The significance of serial histopathology in a residual mass for outcome of intermediate risk stage 3 neuroblastoma.

Author information

  • 1Department of Pediatrics, Children's Hospital Los Angeles, USC Keck School of Medicine, Los Angeles, California, USA. amarachelian@chla.usc.edu

Abstract

BACKGROUND:

To describe the serial histopathology of intermediate risk stage 3 neuroblastoma after chemotherapy, and correlate with residual mass at therapy completion and outcome.

PROCEDURE:

A retrospective review of intermediate risk stage 3 neuroblastoma patients treated 1989-2005 at Children's Hospital Los Angeles according to CCG 3881 or CCG 3961 protocols was performed, with central review of histopathology, radiology, and surgery.

RESULTS:

Eighteen patients treated per CCG 3881 (n = 9) or CCG 3961 (n = 9), with including 1 (n = 5), 2 (n = 9), ≥ 3 (n = 3), or unknown number (n = 1) of surgical procedures were included. At therapy completion, 10 patients had residual tumor: <10% original size (n = 3), >10% original size (n = 6) (5 MIBG avid; 4 with elevated catecholamines), and CT non-measurable MIBG avid tumor (n = 1). Post-chemotherapy histology showed tumor regression (n = 4); or maturation with (n = 6) or without (n = 2) Schwannian development. Histologic changes correlated with median tumor shrinkage of 80% (regressing tumors) and <25% (maturing tumors). Tumor size increased in one patient with maturing tumor and Schwannian development. Overall survival was 100%.

CONCLUSION:

Post-chemotherapy histopathology of intermediate risk stage 3 neuroblastoma was characterized by regression or maturation.

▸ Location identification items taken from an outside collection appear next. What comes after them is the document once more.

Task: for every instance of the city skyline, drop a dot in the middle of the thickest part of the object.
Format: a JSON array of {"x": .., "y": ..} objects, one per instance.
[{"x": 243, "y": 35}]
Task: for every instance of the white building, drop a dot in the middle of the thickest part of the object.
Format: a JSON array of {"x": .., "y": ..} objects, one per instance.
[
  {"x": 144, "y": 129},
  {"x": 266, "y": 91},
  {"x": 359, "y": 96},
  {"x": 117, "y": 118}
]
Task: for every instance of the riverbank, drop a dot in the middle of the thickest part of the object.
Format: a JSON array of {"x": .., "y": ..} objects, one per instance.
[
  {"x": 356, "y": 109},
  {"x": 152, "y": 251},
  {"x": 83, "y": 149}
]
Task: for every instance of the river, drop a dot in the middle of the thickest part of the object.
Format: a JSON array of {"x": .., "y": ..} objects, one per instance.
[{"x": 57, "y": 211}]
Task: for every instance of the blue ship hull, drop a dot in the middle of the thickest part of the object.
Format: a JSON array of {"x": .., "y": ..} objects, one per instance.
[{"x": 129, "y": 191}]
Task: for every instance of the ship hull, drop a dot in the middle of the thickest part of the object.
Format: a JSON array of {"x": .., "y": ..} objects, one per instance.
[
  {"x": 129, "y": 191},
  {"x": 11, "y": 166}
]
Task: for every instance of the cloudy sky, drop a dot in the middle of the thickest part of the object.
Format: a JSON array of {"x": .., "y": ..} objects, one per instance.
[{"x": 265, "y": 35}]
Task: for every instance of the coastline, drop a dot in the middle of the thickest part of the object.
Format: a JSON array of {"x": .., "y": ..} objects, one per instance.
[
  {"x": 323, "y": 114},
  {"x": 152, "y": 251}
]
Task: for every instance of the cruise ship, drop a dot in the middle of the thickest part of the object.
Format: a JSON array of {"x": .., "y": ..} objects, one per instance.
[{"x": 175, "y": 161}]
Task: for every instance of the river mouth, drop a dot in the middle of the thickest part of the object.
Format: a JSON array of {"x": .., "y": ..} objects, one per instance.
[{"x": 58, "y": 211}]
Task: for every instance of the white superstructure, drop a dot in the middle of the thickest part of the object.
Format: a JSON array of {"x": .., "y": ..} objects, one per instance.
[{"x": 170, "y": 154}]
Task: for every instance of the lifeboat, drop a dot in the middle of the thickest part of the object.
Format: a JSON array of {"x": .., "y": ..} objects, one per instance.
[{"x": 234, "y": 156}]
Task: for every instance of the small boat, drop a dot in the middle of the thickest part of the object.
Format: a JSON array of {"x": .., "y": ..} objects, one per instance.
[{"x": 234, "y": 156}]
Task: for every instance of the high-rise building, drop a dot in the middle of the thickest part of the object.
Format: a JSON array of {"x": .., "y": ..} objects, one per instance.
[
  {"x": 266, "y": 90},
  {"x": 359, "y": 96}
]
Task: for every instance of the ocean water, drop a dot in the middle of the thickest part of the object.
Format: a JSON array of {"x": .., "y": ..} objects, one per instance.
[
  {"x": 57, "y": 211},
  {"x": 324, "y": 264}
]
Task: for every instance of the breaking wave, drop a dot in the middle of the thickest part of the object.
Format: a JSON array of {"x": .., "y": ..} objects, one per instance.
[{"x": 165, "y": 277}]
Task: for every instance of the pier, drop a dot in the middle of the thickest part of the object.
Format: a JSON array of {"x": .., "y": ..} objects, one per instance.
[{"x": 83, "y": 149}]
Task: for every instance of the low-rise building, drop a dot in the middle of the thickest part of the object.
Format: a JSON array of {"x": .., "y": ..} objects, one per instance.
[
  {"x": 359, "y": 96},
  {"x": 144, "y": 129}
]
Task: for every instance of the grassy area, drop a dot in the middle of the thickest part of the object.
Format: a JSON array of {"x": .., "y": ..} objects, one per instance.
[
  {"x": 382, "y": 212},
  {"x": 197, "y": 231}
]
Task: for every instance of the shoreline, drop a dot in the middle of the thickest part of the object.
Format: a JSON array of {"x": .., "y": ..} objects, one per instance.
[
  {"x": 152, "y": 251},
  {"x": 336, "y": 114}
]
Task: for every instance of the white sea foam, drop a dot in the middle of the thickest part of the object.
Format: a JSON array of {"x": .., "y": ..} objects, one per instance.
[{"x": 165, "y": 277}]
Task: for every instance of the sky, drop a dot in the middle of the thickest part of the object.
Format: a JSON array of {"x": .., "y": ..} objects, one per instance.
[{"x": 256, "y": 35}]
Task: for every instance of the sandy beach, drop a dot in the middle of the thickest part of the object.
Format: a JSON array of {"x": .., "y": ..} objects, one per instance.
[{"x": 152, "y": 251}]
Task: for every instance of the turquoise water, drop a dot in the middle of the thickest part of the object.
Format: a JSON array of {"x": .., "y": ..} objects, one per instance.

Persisting residual and maturing tumors were not associated with tumor progression, despite MIBG uptake and/or elevated catecholamines, supporting observation only. Histopathology should be obtained in future studies to confirm these findings, and guide length of chemotherapy.

Copyright © 2012 Wiley Periodicals, Inc.

PMID:
22493777
[PubMed - indexed for MEDLINE]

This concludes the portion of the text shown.